Two approaches for producing such 3D audio are:
1. Record with binaural microphones (one placed inside each ear or the ears of a mannequin head), capturing the sound as it would be heard if one were actually there. This I would call the brute force approach; the auditory analogue of motion capture.
2. Use HRTF (head-related transfer functions) and position data to localize monaural sounds synthetically.
What, if any, HRTF data does XNA's audio system use when localizing sounds with Cue.Apply3D.
Does or can XNA itself distinguish between 2-channel speakers and headphones when rendering 3D
audio?
If not, is it able to send position data to the sound card driver so the driver can use its own HRTF data for localizing sounds correctly for 2-channel headphones?
It seems to me like XNA is not capable of doing either of the above, and the results are not impressive, because I can't tell whether a sound is coming from in front of me or behind me. If a proper HRTF was used anywhere at all between the C# code and my eardrums, the audio
should sound noticeably different. If XNA doesn't use HRTF, then it probably should. Also, it really should have settings for targeting headphones specifically rather than stereo speakers, unless of course all this information is passed to the sound card driver and handled properly.

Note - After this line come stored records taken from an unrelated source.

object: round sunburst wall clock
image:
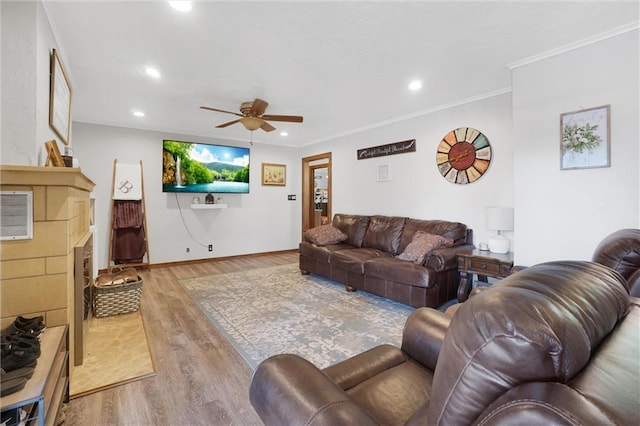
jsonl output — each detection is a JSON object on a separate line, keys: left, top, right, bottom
{"left": 436, "top": 127, "right": 492, "bottom": 184}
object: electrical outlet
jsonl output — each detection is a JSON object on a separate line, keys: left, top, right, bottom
{"left": 208, "top": 244, "right": 213, "bottom": 252}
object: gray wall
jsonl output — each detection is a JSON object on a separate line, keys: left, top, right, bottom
{"left": 3, "top": 3, "right": 638, "bottom": 270}
{"left": 1, "top": 0, "right": 63, "bottom": 165}
{"left": 301, "top": 91, "right": 514, "bottom": 250}
{"left": 513, "top": 29, "right": 639, "bottom": 265}
{"left": 72, "top": 123, "right": 301, "bottom": 267}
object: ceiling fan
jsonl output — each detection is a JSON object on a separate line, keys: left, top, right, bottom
{"left": 200, "top": 98, "right": 303, "bottom": 132}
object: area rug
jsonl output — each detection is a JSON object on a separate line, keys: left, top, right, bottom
{"left": 69, "top": 310, "right": 155, "bottom": 398}
{"left": 179, "top": 263, "right": 415, "bottom": 369}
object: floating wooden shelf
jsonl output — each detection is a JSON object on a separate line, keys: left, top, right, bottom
{"left": 190, "top": 204, "right": 228, "bottom": 210}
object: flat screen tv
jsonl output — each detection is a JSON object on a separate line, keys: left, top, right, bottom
{"left": 162, "top": 140, "right": 250, "bottom": 193}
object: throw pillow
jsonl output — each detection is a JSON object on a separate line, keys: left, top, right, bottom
{"left": 304, "top": 225, "right": 348, "bottom": 246}
{"left": 396, "top": 231, "right": 454, "bottom": 264}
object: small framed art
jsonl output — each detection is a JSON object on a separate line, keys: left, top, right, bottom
{"left": 262, "top": 163, "right": 286, "bottom": 186}
{"left": 49, "top": 49, "right": 72, "bottom": 145}
{"left": 560, "top": 105, "right": 610, "bottom": 170}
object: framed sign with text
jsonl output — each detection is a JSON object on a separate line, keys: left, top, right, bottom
{"left": 357, "top": 139, "right": 416, "bottom": 160}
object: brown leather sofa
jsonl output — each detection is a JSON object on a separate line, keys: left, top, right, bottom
{"left": 250, "top": 261, "right": 639, "bottom": 425}
{"left": 592, "top": 228, "right": 640, "bottom": 297}
{"left": 299, "top": 214, "right": 474, "bottom": 308}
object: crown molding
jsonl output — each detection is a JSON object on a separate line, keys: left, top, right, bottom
{"left": 305, "top": 87, "right": 512, "bottom": 146}
{"left": 508, "top": 21, "right": 639, "bottom": 70}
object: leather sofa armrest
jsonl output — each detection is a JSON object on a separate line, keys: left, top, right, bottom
{"left": 425, "top": 244, "right": 475, "bottom": 271}
{"left": 322, "top": 344, "right": 408, "bottom": 390}
{"left": 401, "top": 307, "right": 451, "bottom": 370}
{"left": 627, "top": 269, "right": 640, "bottom": 297}
{"left": 475, "top": 382, "right": 617, "bottom": 425}
{"left": 250, "top": 354, "right": 378, "bottom": 426}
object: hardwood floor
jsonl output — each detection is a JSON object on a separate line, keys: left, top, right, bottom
{"left": 66, "top": 251, "right": 298, "bottom": 426}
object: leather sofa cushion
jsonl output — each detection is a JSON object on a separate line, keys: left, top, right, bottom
{"left": 299, "top": 241, "right": 352, "bottom": 263}
{"left": 364, "top": 257, "right": 435, "bottom": 288}
{"left": 346, "top": 359, "right": 434, "bottom": 426}
{"left": 331, "top": 249, "right": 391, "bottom": 274}
{"left": 399, "top": 219, "right": 467, "bottom": 254}
{"left": 568, "top": 306, "right": 639, "bottom": 425}
{"left": 362, "top": 216, "right": 406, "bottom": 254}
{"left": 333, "top": 214, "right": 371, "bottom": 248}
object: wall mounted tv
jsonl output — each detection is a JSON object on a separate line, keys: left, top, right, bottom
{"left": 162, "top": 140, "right": 250, "bottom": 193}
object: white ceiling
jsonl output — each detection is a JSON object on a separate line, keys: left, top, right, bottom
{"left": 43, "top": 1, "right": 639, "bottom": 147}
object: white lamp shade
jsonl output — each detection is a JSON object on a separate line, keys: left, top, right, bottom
{"left": 486, "top": 207, "right": 514, "bottom": 231}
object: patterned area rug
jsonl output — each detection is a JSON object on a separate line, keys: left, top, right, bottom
{"left": 179, "top": 263, "right": 415, "bottom": 369}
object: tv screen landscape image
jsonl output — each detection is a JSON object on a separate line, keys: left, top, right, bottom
{"left": 162, "top": 140, "right": 250, "bottom": 193}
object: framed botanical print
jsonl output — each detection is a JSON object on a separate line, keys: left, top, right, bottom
{"left": 560, "top": 105, "right": 610, "bottom": 170}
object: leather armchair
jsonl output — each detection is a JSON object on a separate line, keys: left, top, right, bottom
{"left": 250, "top": 261, "right": 638, "bottom": 425}
{"left": 592, "top": 228, "right": 640, "bottom": 297}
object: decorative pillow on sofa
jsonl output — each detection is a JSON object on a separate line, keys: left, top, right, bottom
{"left": 396, "top": 231, "right": 454, "bottom": 264}
{"left": 304, "top": 225, "right": 348, "bottom": 246}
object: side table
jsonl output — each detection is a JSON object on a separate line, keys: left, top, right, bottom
{"left": 457, "top": 249, "right": 514, "bottom": 302}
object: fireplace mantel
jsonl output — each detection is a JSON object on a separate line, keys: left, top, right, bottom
{"left": 0, "top": 165, "right": 95, "bottom": 372}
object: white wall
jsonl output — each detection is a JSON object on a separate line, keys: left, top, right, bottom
{"left": 72, "top": 122, "right": 301, "bottom": 269}
{"left": 513, "top": 30, "right": 639, "bottom": 265}
{"left": 301, "top": 92, "right": 515, "bottom": 249}
{"left": 1, "top": 1, "right": 62, "bottom": 165}
{"left": 5, "top": 2, "right": 638, "bottom": 271}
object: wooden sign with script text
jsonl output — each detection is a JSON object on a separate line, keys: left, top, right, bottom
{"left": 357, "top": 139, "right": 416, "bottom": 160}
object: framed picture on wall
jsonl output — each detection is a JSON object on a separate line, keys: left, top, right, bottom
{"left": 560, "top": 105, "right": 610, "bottom": 170}
{"left": 49, "top": 49, "right": 73, "bottom": 145}
{"left": 262, "top": 163, "right": 286, "bottom": 186}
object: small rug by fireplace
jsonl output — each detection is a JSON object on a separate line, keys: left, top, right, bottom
{"left": 70, "top": 310, "right": 155, "bottom": 398}
{"left": 179, "top": 263, "right": 415, "bottom": 369}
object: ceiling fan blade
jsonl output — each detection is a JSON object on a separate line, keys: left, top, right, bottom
{"left": 200, "top": 106, "right": 243, "bottom": 117}
{"left": 261, "top": 114, "right": 304, "bottom": 123}
{"left": 251, "top": 98, "right": 269, "bottom": 116}
{"left": 216, "top": 119, "right": 241, "bottom": 128}
{"left": 260, "top": 122, "right": 276, "bottom": 132}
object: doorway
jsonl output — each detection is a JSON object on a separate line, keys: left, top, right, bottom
{"left": 301, "top": 152, "right": 332, "bottom": 235}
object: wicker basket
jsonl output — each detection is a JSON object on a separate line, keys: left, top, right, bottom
{"left": 93, "top": 268, "right": 143, "bottom": 318}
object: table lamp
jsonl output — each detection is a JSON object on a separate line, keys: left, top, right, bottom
{"left": 486, "top": 207, "right": 514, "bottom": 254}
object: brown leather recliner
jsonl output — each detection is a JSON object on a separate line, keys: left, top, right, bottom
{"left": 249, "top": 261, "right": 638, "bottom": 425}
{"left": 592, "top": 228, "right": 640, "bottom": 297}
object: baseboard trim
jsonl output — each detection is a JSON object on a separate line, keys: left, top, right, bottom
{"left": 98, "top": 249, "right": 298, "bottom": 274}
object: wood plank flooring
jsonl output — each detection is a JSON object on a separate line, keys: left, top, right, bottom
{"left": 66, "top": 251, "right": 298, "bottom": 426}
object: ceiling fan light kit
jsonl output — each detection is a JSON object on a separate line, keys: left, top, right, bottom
{"left": 200, "top": 98, "right": 303, "bottom": 133}
{"left": 240, "top": 117, "right": 263, "bottom": 131}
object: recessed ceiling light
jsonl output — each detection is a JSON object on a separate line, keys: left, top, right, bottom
{"left": 132, "top": 110, "right": 145, "bottom": 117}
{"left": 145, "top": 67, "right": 160, "bottom": 79}
{"left": 408, "top": 80, "right": 423, "bottom": 91}
{"left": 169, "top": 1, "right": 192, "bottom": 12}
{"left": 280, "top": 131, "right": 289, "bottom": 137}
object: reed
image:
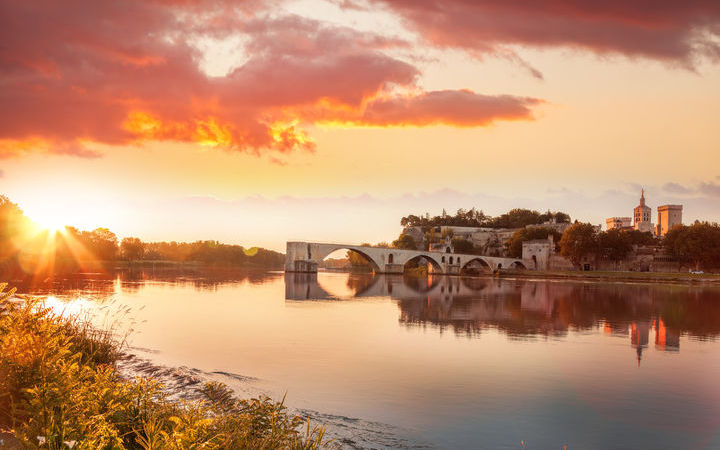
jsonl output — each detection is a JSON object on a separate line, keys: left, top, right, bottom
{"left": 0, "top": 283, "right": 330, "bottom": 449}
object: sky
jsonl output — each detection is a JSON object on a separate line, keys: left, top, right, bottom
{"left": 1, "top": 0, "right": 719, "bottom": 251}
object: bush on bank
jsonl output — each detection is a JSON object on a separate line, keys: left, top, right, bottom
{"left": 0, "top": 283, "right": 328, "bottom": 449}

The most realistic 3D sounds you'll ever hear, besides actually being there, are going to come from in-ear 2-channel headphones. Example:
http://youtube.com/watch?v=wT1XuB95qMk (use in-ear headphones or it will suck)
External speakers, unfortunately, have "sweet spots", and 5.1 and even 7.1 surround is cheezy and sounds flat if your outside the sweet spot. It's also lazy to handle 3D audio by simply balancing the sound across 5 or 7 speakers, and I certainly hope such an approach is never used for 2-speakers (that would be stereo, the stuff that sounds like its inside your head rather than all around you). All modern games should use HRTFs to properly localize sounds for 2-channel headphones. Binaural recording's won't cut it, because characters are always spinning around relative to sound sources (unless of course you record the sound a hundred times from various positions, and cue/transition to the correct recording as the player turns while keeping them all synchronized).